What does all of this mean for the future? In principle, presidents will still need Congress to provide new funding each year. But if they can impound funds, cancel past grants, move money between accounts, and impose new conditions as Trump has, then Congress will have much less leverage over how those funds are spent.

And while Republicans are riding high right now, it is not hard to imagine a Democratic president acting just as unilaterally. Much as Trump has canceled foreign aid, gutted the Education Department, and required universities to abandon diversity, equity, and inclusion initiatives, a Democratic president might impound local police funding, limit immigration enforcement, and require universities to resume DEI.

Presidential defiance of Congress seems likely to become self-reinforcing. If legislators can get what they want out of the president, why take tough votes or make compromises with the other side? And if legislators opposed to the president know he can cancel items they like, why help him out with votes for an overall package? Unilateral presidential control over spending may compound Congress’s partisan gridlock, giving presidents still more freedom to defy Congress in the future.
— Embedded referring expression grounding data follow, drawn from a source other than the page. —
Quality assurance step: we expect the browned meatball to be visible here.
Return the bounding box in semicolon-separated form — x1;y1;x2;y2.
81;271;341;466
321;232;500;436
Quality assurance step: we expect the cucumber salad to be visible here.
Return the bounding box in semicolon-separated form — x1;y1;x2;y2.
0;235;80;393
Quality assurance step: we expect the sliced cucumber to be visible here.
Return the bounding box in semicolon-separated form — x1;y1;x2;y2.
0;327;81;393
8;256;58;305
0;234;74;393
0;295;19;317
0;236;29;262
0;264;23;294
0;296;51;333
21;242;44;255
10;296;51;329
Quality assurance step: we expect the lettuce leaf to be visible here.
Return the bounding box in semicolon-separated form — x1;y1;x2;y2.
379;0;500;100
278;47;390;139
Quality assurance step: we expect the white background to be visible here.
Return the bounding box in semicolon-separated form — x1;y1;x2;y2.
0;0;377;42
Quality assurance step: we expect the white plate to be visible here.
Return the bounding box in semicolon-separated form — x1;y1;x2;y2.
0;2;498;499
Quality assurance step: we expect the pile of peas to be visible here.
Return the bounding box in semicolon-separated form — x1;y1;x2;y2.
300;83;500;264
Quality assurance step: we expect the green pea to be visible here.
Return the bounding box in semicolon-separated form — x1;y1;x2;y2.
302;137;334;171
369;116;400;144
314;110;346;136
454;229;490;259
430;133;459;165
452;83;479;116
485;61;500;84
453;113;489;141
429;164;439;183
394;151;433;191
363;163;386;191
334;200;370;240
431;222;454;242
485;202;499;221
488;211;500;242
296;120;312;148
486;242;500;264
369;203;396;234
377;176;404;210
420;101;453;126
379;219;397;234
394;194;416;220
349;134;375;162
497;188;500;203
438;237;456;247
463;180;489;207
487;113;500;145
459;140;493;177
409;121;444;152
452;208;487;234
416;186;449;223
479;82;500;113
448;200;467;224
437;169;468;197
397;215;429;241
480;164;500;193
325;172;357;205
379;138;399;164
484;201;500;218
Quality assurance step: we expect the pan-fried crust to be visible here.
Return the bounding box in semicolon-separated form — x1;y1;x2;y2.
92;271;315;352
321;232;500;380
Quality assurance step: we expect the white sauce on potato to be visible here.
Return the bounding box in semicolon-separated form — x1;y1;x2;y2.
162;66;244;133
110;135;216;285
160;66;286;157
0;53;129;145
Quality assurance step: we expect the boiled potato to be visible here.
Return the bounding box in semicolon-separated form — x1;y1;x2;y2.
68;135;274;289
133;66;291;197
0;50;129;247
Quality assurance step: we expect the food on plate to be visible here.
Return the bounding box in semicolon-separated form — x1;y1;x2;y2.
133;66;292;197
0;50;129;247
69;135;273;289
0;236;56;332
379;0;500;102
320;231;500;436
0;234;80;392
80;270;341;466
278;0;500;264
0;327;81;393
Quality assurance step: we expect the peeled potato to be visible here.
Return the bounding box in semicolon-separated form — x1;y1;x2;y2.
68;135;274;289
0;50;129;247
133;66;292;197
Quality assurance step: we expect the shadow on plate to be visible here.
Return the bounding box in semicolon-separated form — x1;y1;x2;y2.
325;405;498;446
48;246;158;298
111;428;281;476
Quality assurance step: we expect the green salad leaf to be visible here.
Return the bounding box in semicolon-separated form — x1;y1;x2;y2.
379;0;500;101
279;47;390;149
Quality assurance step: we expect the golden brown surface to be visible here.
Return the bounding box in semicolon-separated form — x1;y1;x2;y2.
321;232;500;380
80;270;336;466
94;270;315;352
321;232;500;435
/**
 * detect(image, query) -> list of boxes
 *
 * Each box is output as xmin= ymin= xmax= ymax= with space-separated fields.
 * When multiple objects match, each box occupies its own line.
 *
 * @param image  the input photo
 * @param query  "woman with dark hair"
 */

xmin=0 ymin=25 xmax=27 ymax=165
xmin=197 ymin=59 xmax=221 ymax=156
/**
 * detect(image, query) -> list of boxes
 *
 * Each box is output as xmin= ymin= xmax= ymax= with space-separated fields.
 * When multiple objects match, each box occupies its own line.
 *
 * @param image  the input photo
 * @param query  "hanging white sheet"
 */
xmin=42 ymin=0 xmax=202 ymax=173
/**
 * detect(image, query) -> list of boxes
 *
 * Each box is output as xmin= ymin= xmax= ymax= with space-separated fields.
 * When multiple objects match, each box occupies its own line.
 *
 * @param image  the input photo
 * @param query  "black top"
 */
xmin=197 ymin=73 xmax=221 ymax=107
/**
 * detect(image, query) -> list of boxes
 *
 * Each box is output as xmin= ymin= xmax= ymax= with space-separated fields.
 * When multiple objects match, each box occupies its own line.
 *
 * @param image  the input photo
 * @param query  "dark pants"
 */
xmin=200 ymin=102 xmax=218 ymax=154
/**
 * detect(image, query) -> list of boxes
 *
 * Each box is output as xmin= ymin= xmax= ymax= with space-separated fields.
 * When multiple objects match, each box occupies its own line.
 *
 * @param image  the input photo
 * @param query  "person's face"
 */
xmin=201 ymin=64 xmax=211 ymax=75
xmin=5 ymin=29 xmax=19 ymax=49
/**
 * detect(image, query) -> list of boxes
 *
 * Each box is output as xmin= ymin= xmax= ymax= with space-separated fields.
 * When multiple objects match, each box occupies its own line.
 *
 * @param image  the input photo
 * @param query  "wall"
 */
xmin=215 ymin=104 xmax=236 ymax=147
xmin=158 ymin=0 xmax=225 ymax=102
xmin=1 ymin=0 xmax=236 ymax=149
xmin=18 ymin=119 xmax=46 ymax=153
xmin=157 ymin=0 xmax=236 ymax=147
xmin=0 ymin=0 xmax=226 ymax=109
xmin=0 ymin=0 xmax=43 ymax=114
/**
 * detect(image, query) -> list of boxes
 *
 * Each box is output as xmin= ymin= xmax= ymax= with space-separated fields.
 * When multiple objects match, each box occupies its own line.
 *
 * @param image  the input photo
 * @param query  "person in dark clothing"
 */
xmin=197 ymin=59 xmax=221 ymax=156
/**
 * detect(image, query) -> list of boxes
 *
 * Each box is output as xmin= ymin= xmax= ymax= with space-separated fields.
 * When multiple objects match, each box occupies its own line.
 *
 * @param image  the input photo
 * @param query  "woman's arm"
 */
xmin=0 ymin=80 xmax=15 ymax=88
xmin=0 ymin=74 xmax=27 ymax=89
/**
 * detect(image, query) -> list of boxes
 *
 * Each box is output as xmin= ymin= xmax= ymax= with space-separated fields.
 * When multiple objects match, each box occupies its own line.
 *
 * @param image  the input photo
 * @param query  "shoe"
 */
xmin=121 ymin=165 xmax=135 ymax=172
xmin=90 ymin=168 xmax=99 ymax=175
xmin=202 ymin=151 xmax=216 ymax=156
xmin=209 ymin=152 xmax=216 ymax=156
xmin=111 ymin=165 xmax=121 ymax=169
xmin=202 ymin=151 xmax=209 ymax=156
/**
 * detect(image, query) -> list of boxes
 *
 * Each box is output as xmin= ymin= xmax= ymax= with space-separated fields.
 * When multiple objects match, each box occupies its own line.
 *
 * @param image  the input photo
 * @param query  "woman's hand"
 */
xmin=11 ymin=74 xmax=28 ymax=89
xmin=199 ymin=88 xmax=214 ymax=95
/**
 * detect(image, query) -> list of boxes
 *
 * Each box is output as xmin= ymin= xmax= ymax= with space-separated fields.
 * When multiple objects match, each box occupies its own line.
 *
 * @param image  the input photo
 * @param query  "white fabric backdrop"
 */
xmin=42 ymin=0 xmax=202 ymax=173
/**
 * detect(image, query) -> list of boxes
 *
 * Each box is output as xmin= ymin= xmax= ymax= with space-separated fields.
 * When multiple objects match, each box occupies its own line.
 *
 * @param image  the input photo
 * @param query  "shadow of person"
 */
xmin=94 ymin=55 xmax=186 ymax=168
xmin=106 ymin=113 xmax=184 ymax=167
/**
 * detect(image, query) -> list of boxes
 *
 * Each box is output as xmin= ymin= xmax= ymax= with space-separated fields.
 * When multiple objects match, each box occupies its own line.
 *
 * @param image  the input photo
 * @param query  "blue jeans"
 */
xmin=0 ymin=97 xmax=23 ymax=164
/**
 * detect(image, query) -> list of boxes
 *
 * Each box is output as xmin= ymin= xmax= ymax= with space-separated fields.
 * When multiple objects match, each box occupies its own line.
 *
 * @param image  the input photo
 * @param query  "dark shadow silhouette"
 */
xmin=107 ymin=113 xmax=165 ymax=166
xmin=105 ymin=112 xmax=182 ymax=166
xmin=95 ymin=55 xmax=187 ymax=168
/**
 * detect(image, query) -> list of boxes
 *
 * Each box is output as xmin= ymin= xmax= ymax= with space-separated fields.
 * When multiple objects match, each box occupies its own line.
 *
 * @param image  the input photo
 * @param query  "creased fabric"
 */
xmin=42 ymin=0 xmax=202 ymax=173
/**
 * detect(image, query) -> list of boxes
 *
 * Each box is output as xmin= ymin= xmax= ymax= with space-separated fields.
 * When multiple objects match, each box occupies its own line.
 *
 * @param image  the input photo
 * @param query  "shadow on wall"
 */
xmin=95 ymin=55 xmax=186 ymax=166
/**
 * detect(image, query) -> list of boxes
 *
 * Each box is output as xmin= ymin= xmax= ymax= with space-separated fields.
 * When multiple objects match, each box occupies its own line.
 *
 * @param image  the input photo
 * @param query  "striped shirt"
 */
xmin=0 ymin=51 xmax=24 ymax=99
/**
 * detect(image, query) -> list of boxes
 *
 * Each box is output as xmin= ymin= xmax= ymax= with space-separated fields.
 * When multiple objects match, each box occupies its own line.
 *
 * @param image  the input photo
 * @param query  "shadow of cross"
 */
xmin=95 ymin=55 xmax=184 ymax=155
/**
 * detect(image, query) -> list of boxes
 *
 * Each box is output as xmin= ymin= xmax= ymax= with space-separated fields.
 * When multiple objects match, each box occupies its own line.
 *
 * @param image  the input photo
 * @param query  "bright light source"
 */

Elections, of course, have consequences, and presidents should advance the preferences of their voters. But the United States is a big, complicated place. In designing the Constitution, the Framers made a bet that negotiation between competing interests in Congress, and between Congress and the executive branch, would generally produce better and more durable policy than hinging everything on nationwide elections every four years. Given recent presidents’ flip-flopping between polarized, unpopular policies, the Framers’ bet looks better than ever—if only the system they designed can deliver on it.